Speaking at New South Wales Budget estimates this month, NSW Ageing and Disability Commissioner Robert Fitzgerald said the trend was attributable to more people reaching the age of 75, an increase in elderly poverty – particularly among single women – and an emerging phenomenon of “inheritance impatience”.
“Our children – my children – will have to wait much longer for the wealth transfer to occur, and that wealth transfer is being pushed out by five to 10 years,” he said.
“What we know about adult children is that they are not patient, so inheritance impatience will, in fact, grow.”
Mr Fitzgerald, a former productivity commissioner who led the Royal Commission into Institutional Responses to Child Sexual Abuse, has routinely called for more funding for elder abuse services.

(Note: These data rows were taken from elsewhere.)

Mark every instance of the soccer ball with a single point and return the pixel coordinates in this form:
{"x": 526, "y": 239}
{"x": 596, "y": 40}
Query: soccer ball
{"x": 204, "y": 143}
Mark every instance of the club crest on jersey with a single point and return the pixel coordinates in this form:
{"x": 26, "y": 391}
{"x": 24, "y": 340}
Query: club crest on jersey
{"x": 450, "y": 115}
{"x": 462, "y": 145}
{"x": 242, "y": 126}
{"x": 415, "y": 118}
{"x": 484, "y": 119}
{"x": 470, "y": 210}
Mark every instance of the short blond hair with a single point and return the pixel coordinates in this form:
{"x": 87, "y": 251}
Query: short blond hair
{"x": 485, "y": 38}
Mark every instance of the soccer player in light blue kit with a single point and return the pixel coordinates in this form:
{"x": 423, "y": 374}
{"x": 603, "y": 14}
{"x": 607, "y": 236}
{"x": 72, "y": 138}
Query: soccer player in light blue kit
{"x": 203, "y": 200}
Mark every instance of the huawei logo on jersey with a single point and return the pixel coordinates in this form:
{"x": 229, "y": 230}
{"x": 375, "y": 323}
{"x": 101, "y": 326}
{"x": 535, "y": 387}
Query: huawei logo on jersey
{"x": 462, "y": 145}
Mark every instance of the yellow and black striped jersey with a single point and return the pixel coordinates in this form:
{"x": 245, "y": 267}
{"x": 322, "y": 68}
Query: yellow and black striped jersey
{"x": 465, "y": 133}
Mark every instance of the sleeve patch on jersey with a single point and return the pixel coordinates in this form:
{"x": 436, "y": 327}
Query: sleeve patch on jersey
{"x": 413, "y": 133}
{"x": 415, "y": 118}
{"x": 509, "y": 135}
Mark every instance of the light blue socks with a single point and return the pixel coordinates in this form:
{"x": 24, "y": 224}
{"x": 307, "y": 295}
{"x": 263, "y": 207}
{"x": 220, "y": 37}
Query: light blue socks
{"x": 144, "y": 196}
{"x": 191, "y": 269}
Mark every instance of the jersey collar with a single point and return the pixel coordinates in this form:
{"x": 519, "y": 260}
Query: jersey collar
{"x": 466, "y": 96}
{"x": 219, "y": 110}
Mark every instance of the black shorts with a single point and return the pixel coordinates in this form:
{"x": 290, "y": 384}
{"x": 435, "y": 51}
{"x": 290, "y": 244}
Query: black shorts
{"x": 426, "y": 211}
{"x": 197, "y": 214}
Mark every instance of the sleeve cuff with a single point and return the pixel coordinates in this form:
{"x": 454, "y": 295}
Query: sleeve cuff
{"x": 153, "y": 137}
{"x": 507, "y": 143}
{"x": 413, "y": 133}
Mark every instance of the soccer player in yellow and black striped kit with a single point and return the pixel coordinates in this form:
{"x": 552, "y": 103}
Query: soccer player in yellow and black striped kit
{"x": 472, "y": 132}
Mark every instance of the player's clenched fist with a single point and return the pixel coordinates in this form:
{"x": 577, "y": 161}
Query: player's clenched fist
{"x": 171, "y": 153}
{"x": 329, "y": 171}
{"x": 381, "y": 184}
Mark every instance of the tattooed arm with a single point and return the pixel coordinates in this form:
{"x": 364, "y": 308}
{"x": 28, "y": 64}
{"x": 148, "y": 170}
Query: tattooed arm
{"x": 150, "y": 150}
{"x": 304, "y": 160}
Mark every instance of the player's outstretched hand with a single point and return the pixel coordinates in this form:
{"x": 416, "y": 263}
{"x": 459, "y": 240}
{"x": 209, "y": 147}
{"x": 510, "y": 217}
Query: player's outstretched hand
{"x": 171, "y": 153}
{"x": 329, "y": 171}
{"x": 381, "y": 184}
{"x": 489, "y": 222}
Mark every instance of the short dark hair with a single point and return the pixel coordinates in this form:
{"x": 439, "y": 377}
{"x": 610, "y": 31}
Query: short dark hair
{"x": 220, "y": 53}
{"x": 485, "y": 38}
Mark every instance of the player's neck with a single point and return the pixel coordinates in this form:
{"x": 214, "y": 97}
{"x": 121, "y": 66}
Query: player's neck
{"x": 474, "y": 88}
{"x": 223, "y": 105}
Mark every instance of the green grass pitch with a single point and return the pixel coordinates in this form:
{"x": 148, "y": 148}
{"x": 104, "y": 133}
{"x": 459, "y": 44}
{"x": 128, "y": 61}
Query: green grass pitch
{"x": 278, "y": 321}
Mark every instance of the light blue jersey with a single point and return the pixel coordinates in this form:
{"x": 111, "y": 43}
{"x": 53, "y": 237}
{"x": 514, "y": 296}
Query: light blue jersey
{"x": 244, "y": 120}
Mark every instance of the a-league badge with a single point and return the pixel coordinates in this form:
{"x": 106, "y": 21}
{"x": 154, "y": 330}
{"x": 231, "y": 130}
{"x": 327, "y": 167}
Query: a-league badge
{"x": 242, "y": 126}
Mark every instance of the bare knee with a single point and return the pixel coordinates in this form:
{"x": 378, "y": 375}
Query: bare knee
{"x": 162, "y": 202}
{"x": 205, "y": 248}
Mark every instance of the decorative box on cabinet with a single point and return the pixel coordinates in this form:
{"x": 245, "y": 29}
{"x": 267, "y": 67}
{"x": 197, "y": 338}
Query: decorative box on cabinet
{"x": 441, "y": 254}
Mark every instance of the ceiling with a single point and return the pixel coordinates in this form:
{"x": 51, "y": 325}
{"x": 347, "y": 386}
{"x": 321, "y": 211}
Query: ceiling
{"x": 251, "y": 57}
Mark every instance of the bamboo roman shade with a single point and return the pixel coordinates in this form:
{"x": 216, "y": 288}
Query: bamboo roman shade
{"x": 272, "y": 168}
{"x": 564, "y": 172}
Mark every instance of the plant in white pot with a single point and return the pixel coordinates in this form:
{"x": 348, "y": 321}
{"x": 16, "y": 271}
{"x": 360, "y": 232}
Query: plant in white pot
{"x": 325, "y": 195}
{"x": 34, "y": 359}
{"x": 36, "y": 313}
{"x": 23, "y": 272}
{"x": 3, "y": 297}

In the Ageing and Disability Commission’s annual report, Mr Fitzgerald wrote that financial resourcing remained a serious issue to be addressed given the increasing demand for its work.
“We are really where child protection was 30 years ago and domestic violence was 20 years ago,” Mr Fitzgerald told estimates, warning “we won’t have that period of time in order to respond”.
NSW Minister for Seniors Jodie Harrison said the commission had received an extra $2.5 million this year on top of its baseline budget, telling Senate estimates the state government had faced a “rough budget”.
‘Inheritance impatience’ driving rise in elder abuse (By Mary Ward, Sydney Morning Herald)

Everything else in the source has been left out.